For those not familiar with the Jigging Rap, it's a special fish-shaped bait that has a fin on the tail, a single hook on the front and tail, and a treble hook directly in the middle of the lure's underside. The eyelet is not on the nose of the lure, but rather, directly in the center of the top side of the lure. It's this unique design that gives the Jigging Rap its curious action: when jigged vertically through an ice hole, it moves in a figure-eight when slowly lifted up and down.
In open water, the Jigging Rap can take on a completely different action, resulting in powerful strikes from walleyes and other species located in 18-to-45 feet of water. Use a 7-foot medium-action spinning rod with Sufix Elite line (8-to-10 pound test recommended) with a barrel swivel tied onto your line about 18-inches above the lure to minimize line twist. Then, tie on a Jigging Rap or Jigging Shad (sizes 5, 7 or 9). No live bait is necessary.

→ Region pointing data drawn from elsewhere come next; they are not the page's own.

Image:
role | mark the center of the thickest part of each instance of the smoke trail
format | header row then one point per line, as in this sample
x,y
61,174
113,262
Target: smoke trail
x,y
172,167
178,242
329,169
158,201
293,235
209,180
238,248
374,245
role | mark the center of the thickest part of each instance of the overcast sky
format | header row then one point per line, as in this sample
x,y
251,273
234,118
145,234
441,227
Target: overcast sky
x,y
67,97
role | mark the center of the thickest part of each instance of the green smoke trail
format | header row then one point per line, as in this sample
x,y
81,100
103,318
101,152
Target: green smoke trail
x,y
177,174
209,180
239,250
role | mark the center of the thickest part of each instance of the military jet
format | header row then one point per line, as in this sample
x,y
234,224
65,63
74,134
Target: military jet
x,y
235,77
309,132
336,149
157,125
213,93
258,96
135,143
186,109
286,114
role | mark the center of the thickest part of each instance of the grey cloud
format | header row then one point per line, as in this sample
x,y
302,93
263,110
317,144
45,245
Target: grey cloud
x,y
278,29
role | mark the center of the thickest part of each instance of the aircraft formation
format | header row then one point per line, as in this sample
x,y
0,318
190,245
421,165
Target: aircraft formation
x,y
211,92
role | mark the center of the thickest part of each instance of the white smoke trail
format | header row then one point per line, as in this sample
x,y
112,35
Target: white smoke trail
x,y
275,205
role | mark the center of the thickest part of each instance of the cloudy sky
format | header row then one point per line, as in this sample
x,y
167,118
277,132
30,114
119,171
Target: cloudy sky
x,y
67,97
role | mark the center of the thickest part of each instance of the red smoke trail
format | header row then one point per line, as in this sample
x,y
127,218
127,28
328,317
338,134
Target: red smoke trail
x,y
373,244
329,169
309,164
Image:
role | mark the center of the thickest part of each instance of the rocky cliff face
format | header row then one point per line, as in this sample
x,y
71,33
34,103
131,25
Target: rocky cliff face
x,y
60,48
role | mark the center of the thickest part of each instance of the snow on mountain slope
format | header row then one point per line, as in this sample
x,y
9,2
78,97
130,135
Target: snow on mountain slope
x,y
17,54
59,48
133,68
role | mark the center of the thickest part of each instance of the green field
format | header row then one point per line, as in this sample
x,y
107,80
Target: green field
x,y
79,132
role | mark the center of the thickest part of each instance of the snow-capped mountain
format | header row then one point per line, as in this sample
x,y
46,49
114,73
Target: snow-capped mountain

Use this setup on lakes with sand and gravel bottoms. Avoid real rocky structures or you'll lose too many Raps because of the treble hook. Snap the lure and allow it to sweep 3-to-4 feet at a time. The snapping action triggers the Jigging Rap's erratic action. The lure will dart this way and then that, until it crashes to the bottom. And that's when the walleyes strike.
"It's a reaction bite, pure and simple," says Lindner. "This is one of the most effective fishing techniques to catch walleyes in years. Believe me; you have to experience it to believe it."